Cypress: What’s New

With our refresher out of the way, let’s discuss what’s new in Cypress.

Starting at the SPU level, AMD has added a number of new hardware instructions to the SPUs and sped up the execution of other instruction, both in order to improve performance and to meet the requirements of various APIs. Among these changes are that some dot products have been reduced to single-cycle computation when they were previously multi-cycle affairs. DirectX 11 required operations such as bit count, insert, and extract have also been added. Furthermore denormal numbers have received some much-needed attention, and can now be handled at full speed.

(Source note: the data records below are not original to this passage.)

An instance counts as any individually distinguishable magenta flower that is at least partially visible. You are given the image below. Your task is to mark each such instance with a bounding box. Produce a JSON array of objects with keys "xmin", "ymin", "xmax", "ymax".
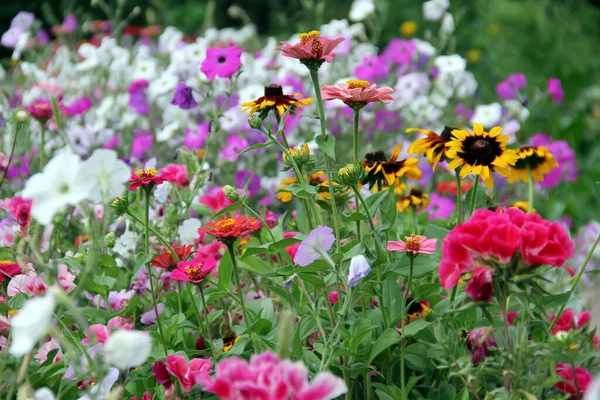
[
  {"xmin": 294, "ymin": 225, "xmax": 335, "ymax": 267},
  {"xmin": 200, "ymin": 46, "xmax": 242, "ymax": 80},
  {"xmin": 548, "ymin": 78, "xmax": 565, "ymax": 103},
  {"xmin": 198, "ymin": 351, "xmax": 348, "ymax": 400},
  {"xmin": 171, "ymin": 83, "xmax": 198, "ymax": 110}
]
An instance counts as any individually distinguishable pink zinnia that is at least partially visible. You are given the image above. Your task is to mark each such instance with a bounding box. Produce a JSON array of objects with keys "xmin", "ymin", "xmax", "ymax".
[
  {"xmin": 387, "ymin": 234, "xmax": 437, "ymax": 255},
  {"xmin": 279, "ymin": 31, "xmax": 344, "ymax": 62},
  {"xmin": 321, "ymin": 79, "xmax": 394, "ymax": 107},
  {"xmin": 200, "ymin": 46, "xmax": 242, "ymax": 80}
]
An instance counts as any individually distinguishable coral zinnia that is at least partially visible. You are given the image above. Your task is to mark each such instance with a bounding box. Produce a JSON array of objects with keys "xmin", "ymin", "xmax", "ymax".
[
  {"xmin": 278, "ymin": 31, "xmax": 344, "ymax": 63},
  {"xmin": 129, "ymin": 168, "xmax": 165, "ymax": 190},
  {"xmin": 150, "ymin": 244, "xmax": 194, "ymax": 269},
  {"xmin": 406, "ymin": 127, "xmax": 454, "ymax": 171},
  {"xmin": 362, "ymin": 144, "xmax": 421, "ymax": 190},
  {"xmin": 508, "ymin": 146, "xmax": 558, "ymax": 183},
  {"xmin": 321, "ymin": 79, "xmax": 394, "ymax": 108},
  {"xmin": 198, "ymin": 215, "xmax": 261, "ymax": 243},
  {"xmin": 446, "ymin": 123, "xmax": 519, "ymax": 188}
]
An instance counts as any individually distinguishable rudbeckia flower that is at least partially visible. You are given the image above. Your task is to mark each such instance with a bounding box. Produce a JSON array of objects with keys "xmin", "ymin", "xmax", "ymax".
[
  {"xmin": 446, "ymin": 123, "xmax": 519, "ymax": 188},
  {"xmin": 242, "ymin": 85, "xmax": 313, "ymax": 116},
  {"xmin": 508, "ymin": 146, "xmax": 558, "ymax": 183},
  {"xmin": 362, "ymin": 144, "xmax": 422, "ymax": 190}
]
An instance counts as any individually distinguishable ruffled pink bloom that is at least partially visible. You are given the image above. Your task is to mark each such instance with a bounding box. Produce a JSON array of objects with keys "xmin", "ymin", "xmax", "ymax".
[
  {"xmin": 278, "ymin": 31, "xmax": 344, "ymax": 62},
  {"xmin": 201, "ymin": 351, "xmax": 348, "ymax": 400},
  {"xmin": 160, "ymin": 164, "xmax": 190, "ymax": 186},
  {"xmin": 387, "ymin": 235, "xmax": 437, "ymax": 255},
  {"xmin": 167, "ymin": 355, "xmax": 212, "ymax": 393},
  {"xmin": 321, "ymin": 80, "xmax": 394, "ymax": 104}
]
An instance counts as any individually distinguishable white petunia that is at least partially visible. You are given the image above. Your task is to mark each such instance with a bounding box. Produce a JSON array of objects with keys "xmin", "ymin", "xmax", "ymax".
[
  {"xmin": 22, "ymin": 152, "xmax": 93, "ymax": 225},
  {"xmin": 8, "ymin": 292, "xmax": 56, "ymax": 357},
  {"xmin": 104, "ymin": 329, "xmax": 152, "ymax": 371}
]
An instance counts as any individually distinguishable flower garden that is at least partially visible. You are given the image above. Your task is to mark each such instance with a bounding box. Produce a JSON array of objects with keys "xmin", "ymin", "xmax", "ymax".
[{"xmin": 0, "ymin": 0, "xmax": 600, "ymax": 400}]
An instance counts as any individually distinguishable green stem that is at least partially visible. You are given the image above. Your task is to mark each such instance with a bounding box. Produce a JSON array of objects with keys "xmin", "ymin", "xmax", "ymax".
[
  {"xmin": 548, "ymin": 235, "xmax": 600, "ymax": 332},
  {"xmin": 142, "ymin": 191, "xmax": 169, "ymax": 357},
  {"xmin": 227, "ymin": 243, "xmax": 260, "ymax": 354},
  {"xmin": 309, "ymin": 68, "xmax": 341, "ymax": 253},
  {"xmin": 400, "ymin": 254, "xmax": 415, "ymax": 399}
]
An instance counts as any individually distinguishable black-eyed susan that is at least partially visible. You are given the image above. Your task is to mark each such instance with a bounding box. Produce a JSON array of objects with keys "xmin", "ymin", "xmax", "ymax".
[
  {"xmin": 362, "ymin": 144, "xmax": 422, "ymax": 190},
  {"xmin": 396, "ymin": 188, "xmax": 431, "ymax": 212},
  {"xmin": 242, "ymin": 85, "xmax": 314, "ymax": 115},
  {"xmin": 446, "ymin": 123, "xmax": 519, "ymax": 188},
  {"xmin": 406, "ymin": 126, "xmax": 455, "ymax": 171},
  {"xmin": 508, "ymin": 146, "xmax": 558, "ymax": 183}
]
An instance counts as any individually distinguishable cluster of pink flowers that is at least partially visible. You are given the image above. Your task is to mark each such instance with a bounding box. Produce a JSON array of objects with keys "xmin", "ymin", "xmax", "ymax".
[{"xmin": 439, "ymin": 208, "xmax": 575, "ymax": 301}]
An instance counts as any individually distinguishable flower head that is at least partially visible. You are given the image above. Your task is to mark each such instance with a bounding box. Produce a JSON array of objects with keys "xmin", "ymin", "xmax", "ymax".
[
  {"xmin": 446, "ymin": 123, "xmax": 519, "ymax": 188},
  {"xmin": 242, "ymin": 85, "xmax": 313, "ymax": 117},
  {"xmin": 171, "ymin": 257, "xmax": 217, "ymax": 283},
  {"xmin": 508, "ymin": 146, "xmax": 558, "ymax": 183},
  {"xmin": 321, "ymin": 79, "xmax": 394, "ymax": 108},
  {"xmin": 198, "ymin": 215, "xmax": 261, "ymax": 243}
]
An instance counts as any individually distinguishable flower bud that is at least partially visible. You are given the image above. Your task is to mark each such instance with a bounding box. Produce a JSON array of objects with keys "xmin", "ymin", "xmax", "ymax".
[{"xmin": 223, "ymin": 185, "xmax": 240, "ymax": 201}]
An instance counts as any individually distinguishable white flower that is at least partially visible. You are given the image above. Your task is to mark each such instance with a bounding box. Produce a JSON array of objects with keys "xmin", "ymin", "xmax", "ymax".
[
  {"xmin": 423, "ymin": 0, "xmax": 450, "ymax": 21},
  {"xmin": 177, "ymin": 218, "xmax": 202, "ymax": 244},
  {"xmin": 22, "ymin": 152, "xmax": 93, "ymax": 225},
  {"xmin": 79, "ymin": 149, "xmax": 131, "ymax": 203},
  {"xmin": 349, "ymin": 0, "xmax": 375, "ymax": 21},
  {"xmin": 471, "ymin": 103, "xmax": 502, "ymax": 128},
  {"xmin": 104, "ymin": 329, "xmax": 152, "ymax": 370},
  {"xmin": 8, "ymin": 292, "xmax": 56, "ymax": 357}
]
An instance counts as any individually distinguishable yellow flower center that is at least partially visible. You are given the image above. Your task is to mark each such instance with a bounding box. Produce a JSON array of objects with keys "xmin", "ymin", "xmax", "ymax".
[{"xmin": 346, "ymin": 79, "xmax": 371, "ymax": 89}]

Perhaps the most interesting instruction added however is an instruction for Sum of Absolute Differences (SAD). SAD is an instruction of great importance in video encoding and computer vision due to its use in motion estimation, and on the RV770 the lack of a native instruction requires emulating it in no less than 12 instructions. By adding a native SAD instruction, the time to compute a SAD has been reduced to a single clock cycle, and AMD believes that it will result in a significant (>2x) speedup in video encoding.

The clincher however is that SAD not an instruction that’s part of either DirectX 11 or OpenCL, meaning DirectX programs can’t call for it, and from the perspective of OpenCL it’s an extension. However these APIs leave the hardware open to do what it wants to, so AMD’s compiler can still use the instruction, it just has to know where to use it. By identifying the aforementioned long version of a SAD in code it’s fed, the compiler can replace that code with the native SAD, offering the native SAD speedup to any program in spite of the fact that it can’t directly call the SAD. Cool, isn’t it?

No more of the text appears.